Review Antar The Black Knight Comic
Autorin: Nnedi Okorafor | Illustrationen: Eric Battle, Jason Scott Jones, Thomas Mauer | VerlagIDW Publishing | Band: 1 von 5

Die nigerianisch-amerikanische Schriftstellerin und Professorin Nnedi Okorafor schreibt nicht nur interessante und preisträchtige Romane, sondern zeichnet sich auch für manchen Comic verantwortlich. „Black Panther: Long Live the King“ etwa entsprang ihrer Schreibfeder genau wie der Kurzcomic „Blessing in Disguise„, der die Verschleppung von 200 nigerianischen Mädchen durch die terroristische Gruppe Boko Haram thematisiert. Nun hat sie sich den Legenden rund um den arabischen Dichter Antara Ibn Schaddad al-Absi oder kurz: „Antar“ angenommen.
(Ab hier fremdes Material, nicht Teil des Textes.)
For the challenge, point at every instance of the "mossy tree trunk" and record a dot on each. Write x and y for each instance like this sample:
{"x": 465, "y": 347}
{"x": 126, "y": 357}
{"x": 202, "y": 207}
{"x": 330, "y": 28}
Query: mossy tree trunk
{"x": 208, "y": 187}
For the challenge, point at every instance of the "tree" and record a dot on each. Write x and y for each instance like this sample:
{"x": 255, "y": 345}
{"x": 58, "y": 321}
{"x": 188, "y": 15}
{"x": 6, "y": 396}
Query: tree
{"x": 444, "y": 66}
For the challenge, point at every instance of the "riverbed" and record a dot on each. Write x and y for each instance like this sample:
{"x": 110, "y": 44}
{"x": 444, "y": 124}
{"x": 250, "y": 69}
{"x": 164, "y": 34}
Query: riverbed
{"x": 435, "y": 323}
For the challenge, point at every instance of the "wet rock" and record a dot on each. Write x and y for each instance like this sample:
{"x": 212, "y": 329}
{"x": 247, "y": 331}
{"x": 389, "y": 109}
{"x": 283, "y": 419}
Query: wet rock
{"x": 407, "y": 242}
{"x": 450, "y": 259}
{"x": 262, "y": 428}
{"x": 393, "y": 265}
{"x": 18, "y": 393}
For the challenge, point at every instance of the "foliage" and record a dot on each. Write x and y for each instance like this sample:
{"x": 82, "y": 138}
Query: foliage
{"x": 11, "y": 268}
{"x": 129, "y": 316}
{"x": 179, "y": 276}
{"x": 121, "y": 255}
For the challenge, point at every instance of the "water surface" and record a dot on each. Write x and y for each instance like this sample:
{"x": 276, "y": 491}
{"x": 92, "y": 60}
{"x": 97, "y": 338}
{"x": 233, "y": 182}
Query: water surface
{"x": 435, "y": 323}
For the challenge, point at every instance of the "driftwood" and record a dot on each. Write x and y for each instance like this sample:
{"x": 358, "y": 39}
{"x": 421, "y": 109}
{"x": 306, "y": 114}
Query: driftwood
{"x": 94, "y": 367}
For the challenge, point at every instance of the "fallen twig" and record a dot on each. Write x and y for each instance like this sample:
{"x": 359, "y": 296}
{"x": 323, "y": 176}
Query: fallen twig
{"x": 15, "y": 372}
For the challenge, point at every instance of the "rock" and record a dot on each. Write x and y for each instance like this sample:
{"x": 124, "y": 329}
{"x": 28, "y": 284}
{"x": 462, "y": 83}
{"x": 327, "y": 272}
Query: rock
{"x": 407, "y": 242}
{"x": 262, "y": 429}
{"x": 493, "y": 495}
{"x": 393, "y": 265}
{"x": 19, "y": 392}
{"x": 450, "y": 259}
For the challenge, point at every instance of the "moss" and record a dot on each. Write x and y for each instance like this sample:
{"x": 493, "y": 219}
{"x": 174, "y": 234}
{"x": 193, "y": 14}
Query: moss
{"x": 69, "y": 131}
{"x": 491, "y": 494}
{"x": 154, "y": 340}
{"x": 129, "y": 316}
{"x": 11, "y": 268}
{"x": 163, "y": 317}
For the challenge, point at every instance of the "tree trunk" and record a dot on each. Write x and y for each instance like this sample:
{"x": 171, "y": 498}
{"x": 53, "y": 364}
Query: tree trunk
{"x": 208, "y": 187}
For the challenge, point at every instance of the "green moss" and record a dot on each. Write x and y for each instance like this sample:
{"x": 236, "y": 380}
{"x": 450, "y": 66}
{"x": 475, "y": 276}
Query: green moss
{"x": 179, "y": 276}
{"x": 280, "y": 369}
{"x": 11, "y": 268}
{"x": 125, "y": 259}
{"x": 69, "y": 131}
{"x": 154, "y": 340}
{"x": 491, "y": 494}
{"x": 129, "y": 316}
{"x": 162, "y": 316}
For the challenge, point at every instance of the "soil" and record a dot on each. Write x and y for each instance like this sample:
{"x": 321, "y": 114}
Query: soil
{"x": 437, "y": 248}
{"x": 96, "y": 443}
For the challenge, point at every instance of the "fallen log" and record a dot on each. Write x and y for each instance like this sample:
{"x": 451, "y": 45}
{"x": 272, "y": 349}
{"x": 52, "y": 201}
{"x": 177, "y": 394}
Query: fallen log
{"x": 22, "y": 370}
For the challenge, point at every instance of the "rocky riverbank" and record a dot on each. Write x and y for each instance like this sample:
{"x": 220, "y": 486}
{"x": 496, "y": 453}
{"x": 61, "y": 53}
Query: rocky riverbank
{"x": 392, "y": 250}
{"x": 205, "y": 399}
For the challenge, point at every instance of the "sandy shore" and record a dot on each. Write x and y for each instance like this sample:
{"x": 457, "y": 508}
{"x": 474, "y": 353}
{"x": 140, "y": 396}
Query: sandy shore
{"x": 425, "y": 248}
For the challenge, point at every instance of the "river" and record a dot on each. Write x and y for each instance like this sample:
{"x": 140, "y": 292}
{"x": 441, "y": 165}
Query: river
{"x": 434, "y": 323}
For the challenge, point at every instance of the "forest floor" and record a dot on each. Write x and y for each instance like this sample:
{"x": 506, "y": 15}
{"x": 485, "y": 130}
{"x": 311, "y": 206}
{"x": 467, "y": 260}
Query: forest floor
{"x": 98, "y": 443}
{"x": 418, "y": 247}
Als Sohn des noblen Schaddad ibn Muawiya und einer Sklavin aus Äthiopien namens Zabida war es primär Antars Hautfarbe, die ihn von seinen Verwandten väterlicherseits trennte. Trotz dieser Abstammung war er nicht mehr als ein Sklave, ein Kameltreiber, dem man nichts zutraute und der es zu nichts bringen würde. Dachte man. Denn natürlich handelt es sich um eine über die Jahrhunderte immer weiter ausgeschmückte und fabelhafter gewordene Heldenreise vom Sklavenjungen zum geachteten Poeten und Krieger. Dies ist seine Geschichte.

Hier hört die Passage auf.